Search Results
Modelling & Machine Learning (ML)
🧠 Dive into Machine Learning!
Explore the fascinating world of modeling and machine learning, from fundamental concepts to advanced algorithms.
Modeling and Machine Learning
The main difference between modeling and machine learning is that modeling relies on predefined mathematical or statistical formulas to explain relationships in data, while machine learning automatically learns patterns from data without explicit programming. Modeling is often based on assumptions and is more interpretable, whereas machine learning is data-driven, flexible, and excels in handling complex, large-scale, and unstructured data like images and text.
There are two approaches in Machine Learning and Modeling: Supervised and Unsupervised
In supervised learning, the data is typically divided into three subsets:
- Training Data: Used to train the model.
- Validation Data: Used during training to tune hyperparameters and evaluate the model’s performance to prevent overfitting.
- Test Data: Used after training to evaluate the final performance of the model on unseen data.
While in unsupervised learning:
- The entire dataset is often used for training because there are no predefined labels.
Supervised and Unsupervised Machine Learning Algorithms
Examples of Supervised and Unsupervised Models
Learning Curve
Some Examples of Modeling Models that you will come across in my notebooks
Regression models
1. Linear regression: Linear Regression models predict a continuous output variable based on one or more input features. This model assumes there's a linear relationship between the input and output variables.
2. Logistic regression: Logistic regression predicts the probability of an outcome that can only have two values, like yes/no, 1/0. We typically also put a threshold on the predicted probability to determine the predicted classification.
Tree models
3. Decision tree: Decision tree models look like flow charts; they help us make decisions based on a series of questions or input variables. Decision trees can be used to classify data or predict continuous outcomes.
4. Random forest: Random Forest combines multiple decision trees to make predictions. It creates many decision trees using random subsets of the data and features. This approach helps reduce overfitting and improves generalization.
Clustering models
5. Hierarchical clustering: Hierarchical Clustering is an unsupervised model that builds a tree-like structure of clusters. They can be built from bottom up (each data point starts in its own cluster and clusters are merged as you move up the hierarchy) or top down (where all data starts in one cluster and splits occur as you move down the hierarchy).
Instance-based models
6. K-nearest neighbors: KNN predicts outputs by finding the K most similar data points to a new input, and using their outputs to make a prediction. KNN is non-parametric, meaning it doesn't make assumptions about the underlying data distribution.
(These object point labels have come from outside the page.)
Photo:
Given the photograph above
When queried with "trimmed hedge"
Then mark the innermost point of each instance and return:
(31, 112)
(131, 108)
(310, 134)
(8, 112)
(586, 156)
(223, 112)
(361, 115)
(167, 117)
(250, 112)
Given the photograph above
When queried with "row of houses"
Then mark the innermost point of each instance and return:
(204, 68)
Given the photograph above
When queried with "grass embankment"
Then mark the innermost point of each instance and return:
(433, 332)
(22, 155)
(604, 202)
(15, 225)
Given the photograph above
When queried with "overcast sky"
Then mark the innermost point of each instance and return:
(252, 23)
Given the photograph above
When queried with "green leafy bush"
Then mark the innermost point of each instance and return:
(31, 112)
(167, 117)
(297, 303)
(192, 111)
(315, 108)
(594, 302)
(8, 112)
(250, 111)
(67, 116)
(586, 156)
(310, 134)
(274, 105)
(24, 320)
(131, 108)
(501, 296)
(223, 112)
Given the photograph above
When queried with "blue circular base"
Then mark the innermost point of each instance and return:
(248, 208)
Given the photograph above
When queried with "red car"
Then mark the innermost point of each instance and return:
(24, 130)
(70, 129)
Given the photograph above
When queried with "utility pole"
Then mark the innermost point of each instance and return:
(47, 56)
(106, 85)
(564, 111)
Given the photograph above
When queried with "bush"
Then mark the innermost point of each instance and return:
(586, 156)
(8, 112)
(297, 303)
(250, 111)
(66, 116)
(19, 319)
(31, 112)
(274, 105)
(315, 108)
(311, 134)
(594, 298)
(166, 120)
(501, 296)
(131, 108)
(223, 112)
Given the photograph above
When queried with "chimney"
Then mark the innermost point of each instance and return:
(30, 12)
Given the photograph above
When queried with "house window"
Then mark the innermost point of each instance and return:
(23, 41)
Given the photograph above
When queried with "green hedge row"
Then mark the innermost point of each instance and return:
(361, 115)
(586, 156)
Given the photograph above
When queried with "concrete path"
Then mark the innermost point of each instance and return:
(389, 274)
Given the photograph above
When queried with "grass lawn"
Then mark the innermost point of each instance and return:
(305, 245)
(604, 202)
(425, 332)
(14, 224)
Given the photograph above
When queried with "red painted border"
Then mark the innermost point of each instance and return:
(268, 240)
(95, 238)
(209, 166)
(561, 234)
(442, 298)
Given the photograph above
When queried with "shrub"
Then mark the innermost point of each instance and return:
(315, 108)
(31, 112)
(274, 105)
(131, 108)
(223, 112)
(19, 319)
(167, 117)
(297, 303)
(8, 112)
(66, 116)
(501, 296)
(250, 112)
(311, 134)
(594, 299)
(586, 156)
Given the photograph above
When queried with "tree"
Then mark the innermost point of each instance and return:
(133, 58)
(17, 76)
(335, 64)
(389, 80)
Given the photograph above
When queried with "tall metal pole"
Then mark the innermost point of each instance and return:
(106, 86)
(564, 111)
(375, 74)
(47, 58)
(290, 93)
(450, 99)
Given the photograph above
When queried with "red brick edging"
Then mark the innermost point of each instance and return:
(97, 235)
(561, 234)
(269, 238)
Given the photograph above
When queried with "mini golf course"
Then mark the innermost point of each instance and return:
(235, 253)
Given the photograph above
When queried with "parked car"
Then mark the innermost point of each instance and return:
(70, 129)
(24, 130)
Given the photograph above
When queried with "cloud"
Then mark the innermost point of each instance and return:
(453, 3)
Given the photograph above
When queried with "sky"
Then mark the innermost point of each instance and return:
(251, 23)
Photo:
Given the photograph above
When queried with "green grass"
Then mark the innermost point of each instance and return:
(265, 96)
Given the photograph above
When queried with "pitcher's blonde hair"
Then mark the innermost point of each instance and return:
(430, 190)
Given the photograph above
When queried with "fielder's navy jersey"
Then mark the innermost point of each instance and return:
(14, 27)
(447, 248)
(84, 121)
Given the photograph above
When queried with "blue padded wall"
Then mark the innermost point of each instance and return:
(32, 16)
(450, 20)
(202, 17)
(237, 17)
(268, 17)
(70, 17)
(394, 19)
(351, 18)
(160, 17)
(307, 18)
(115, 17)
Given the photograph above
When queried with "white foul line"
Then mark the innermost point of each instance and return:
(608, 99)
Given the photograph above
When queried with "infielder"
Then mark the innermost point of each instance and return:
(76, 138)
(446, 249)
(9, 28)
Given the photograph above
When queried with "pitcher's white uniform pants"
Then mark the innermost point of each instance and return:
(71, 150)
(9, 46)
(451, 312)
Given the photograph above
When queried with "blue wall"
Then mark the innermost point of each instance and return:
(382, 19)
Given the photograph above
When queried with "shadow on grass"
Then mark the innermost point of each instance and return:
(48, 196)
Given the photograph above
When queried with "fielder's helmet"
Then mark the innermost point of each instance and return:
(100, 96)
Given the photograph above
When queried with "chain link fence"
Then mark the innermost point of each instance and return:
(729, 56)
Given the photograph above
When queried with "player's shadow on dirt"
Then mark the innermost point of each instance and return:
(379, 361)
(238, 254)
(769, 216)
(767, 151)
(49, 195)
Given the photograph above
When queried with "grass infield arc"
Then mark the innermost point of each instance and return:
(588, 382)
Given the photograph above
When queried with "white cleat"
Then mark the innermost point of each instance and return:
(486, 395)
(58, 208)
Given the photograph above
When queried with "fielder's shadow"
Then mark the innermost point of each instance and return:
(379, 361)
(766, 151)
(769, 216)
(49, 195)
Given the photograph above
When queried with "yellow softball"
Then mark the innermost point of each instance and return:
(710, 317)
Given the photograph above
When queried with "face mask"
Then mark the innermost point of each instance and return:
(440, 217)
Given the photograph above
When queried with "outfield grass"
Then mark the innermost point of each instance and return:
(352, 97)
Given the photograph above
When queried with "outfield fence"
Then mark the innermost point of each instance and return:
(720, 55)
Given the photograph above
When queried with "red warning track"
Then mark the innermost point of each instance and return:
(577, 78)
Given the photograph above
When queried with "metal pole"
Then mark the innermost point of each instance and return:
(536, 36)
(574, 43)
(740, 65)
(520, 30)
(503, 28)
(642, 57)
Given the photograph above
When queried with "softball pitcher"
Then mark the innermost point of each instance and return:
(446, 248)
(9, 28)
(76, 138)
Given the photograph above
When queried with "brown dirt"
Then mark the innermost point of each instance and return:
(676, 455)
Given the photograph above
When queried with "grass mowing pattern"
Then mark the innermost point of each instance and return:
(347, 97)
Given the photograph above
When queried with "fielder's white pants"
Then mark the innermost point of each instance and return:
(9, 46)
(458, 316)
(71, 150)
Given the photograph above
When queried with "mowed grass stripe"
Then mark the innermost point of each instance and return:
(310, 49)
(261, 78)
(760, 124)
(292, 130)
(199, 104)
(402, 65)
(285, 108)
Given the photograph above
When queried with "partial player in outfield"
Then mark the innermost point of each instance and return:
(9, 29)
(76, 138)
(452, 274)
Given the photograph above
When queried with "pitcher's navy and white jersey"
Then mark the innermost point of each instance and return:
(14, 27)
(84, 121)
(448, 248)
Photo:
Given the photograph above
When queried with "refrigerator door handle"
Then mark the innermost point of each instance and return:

Some Examples of Machine learning Models that you will come across in my notebooks
1. K-means clustering: K-means Clustering is an unsupervised model that groups similar data points into K clusters based on their features. It aims to minimize the distance between each data point and the cluster center.
2. Principal Component Analysis (PCA): It is an unsupervised statistical model primarily used for dimensionality reduction and feature extraction. Rather than making predictions, PCA transforms high-dimensional data into a smaller set of uncorrelated components (principal components) that retain most of the original data's variance.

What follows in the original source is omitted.